No need for troops to worry about the beginning of the fiscal year approaching Oct. 1.

For the first time in years, the Defense Department is not expecting any major shocks at the official end of the bureaucratic calendar.

"This year is different. We have a moment of stability here in the defense budget," said Todd Harrison, a defense expert with the Center for Strategic and Budgetary Studies, a think tank in Washington.

This time last year, the Pentagon and the entire federal government were on the verge of a 17-day shutdown that threw military operations worldwide into turmoil.

Many routine operations were declared "non-essential," civilian support staffs were furloughed and there were real concerns about whether troops and retirees would get paid on time.

This year, it appears unlikely that Congress will pass a defense funding bill before Oct. 1, meaning the Defense Department will start out the fiscal year on a continuing resolution.

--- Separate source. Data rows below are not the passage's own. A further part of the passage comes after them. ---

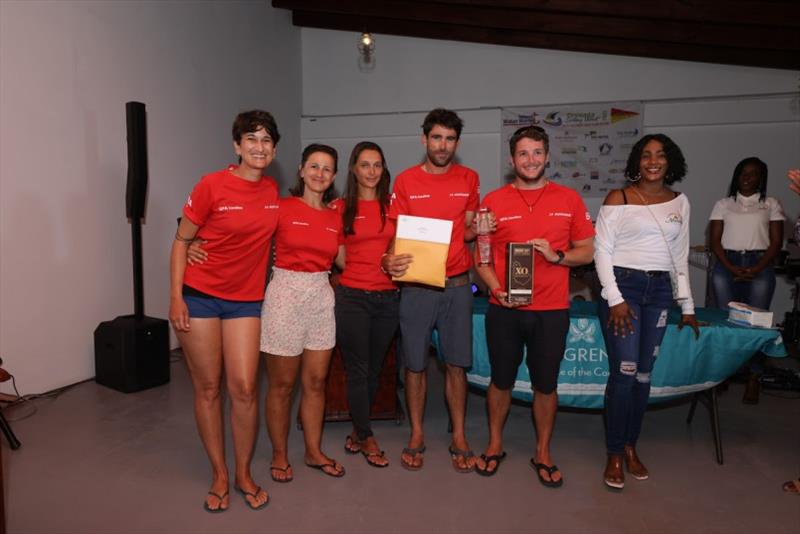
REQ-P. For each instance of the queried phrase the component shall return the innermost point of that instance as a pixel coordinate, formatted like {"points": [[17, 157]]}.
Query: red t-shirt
{"points": [[237, 218], [440, 196], [364, 248], [559, 215], [307, 239]]}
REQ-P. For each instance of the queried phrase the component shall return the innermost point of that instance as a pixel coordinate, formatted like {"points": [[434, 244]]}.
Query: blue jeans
{"points": [[756, 292], [631, 358]]}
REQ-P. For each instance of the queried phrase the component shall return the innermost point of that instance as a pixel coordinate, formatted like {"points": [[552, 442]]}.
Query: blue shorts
{"points": [[449, 311], [212, 307]]}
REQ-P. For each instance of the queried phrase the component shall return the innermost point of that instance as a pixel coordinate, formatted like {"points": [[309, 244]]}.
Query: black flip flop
{"points": [[219, 509], [550, 470], [455, 452], [486, 472], [368, 455], [283, 470], [412, 451], [351, 446], [338, 474], [254, 495]]}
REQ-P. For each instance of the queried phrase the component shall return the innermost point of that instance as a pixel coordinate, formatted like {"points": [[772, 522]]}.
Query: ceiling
{"points": [[760, 33]]}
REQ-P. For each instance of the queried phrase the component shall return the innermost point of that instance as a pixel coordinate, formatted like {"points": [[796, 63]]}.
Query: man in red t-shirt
{"points": [[554, 219], [440, 189]]}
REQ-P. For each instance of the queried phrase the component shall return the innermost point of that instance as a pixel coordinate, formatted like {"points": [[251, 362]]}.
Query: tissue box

Such measures, which have been used often in recent years, extend current spending levels into the new fiscal year until that year's full budget is passed.

Use of continuing resolutions has been a problem on occasion in the past, when budgets were rising every year. In those scenarios, the impact of a continuing resolution was similar to a budget cut because the funding the Defense Department received under a CR was less than it was formally planning for in the new fiscal year.

This year, in contrast, defense spending is flat. This year's base defense budget was about $496 billion, almost the same amount that the Pentagon is planning to spend in 2015, leaving no gaps to create problems and anxiety stemming from a continuing resolution.

Nevertheless, service members are still taking a hit on Capitol Hill, where there is fairly broad agreement that the pay raise in January should be capped at 1 percent, as requested by the White House and Pentagon, instead of 1.8 percent, which would match average annual growth in private-sector wages under a formula that has been in law for over a decade.

But it could be much worse. Lawmakers are showing little support for another Pentagon's proposal to make troops pay an average 5 percent of their housing costs out of their own pockets. And proposals to eliminate the commissary subsidy — and increase consumer prices — at most domestic installations is unlikely to pass.

This moment of relative calm is unlikely to last. The deal Congress forged in December granting a two-year increase in the defense spending caps known as sequestration will expire at the end of 2015.

Unless a new grand bargain is forged on Capitol Hill, service members can expect the next fiscal year to plunge the military back into budgetary disarray.

"The real problems will come next year," Harrison said.